Comments (15)
User Agent spoofing without JS works fine.
that depends on what you spoof as.
If it's anything but Firefox then the available ciphers and their order already make you pretty unique.
CSS can also be used to some degree to identify if you're using FF, Chrome or whatnot.
And honestly, if you spoof another FF version what good does that really do?
from user.js.
OS, bitness and browser is almost impossible to spoof.
You can safelly spoof browser version, but not faking FF as for example Chrome, IE, or something else.
Even when the results on some test pages show that you have done it succesfully, there is a method over iFrame, which allways reveals the real data. ;)
And there are for sure other methods we are even not aware off for now.
The same goes with screen resolution spoofing. There is no real solution for now.
I would really suggest to remove those from your user.js.
Otherwise you are fingerprinted as a spoofer. ;)
Maybe I am wrong here, so don't kill me for my comment. ;)
from user.js.
Hi, Pants! So user.js updates are now basically real time, I like that :)
IMHO the current 2627 prefs work surprisingly well to spoof OS and FF version. They produce plausible results when you don't make big changes. I wouldn't remove them, the included comments are sufficient. The TCP/IP OS Fingerprinting method used by BrowserLeaks to reveal the actual Windows NT kernel version might have nothing to do with Firefox?
I know spoofing your browser (instead of just the browser version) and resolution won't really work.
from user.js.
With all the things we already do (dom.*, disabled ciphers, etc.) worrying about spoofing your OS is really not worth the effort IMHO. with 1600 downloads we are in a pretty small group anyway.
From all the 2627 stuff I only use general.buildID.override
but now that I think about, I don't even need that.
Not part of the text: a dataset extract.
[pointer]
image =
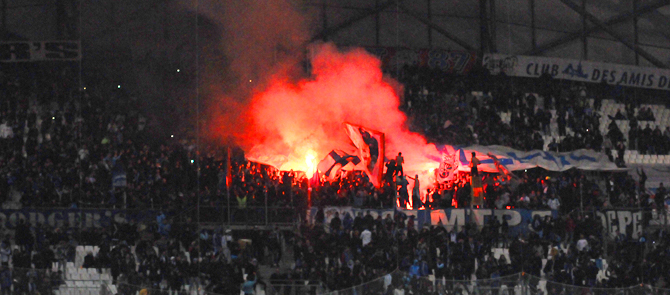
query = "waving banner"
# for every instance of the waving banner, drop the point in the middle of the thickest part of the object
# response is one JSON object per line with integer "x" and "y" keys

Those things are maybe useful if you compile your own FF on linux but my buildID on Windows is the same for everyone with the same FF version. And I don't spoof my UA anymore either, so yeah, I'm resetting it and comment it out in my user.js
from user.js.
Googlebot 2.1 User Agent String:
Mozilla/5.0 (compatible; Googlebot/2.1; +http://www.google.com/bot.html)
from user.js.
Great. You guys did a tremendous job in a very short time.
All I can say is in two words: THANK YOU
:)
Cheers
from user.js.
Tools like Nmap and P0f look at the TCP/IP stack parameters of the system.
explanation
general.oscpu.override does little or nothing against tools that read system values stored in windows registry or linux config files.
from user.js.
User Agent spoofing without JS works fine.
from user.js.
I spoof the latest FF on previous versions.
from user.js.
Spoof to FF version that has biggest market share.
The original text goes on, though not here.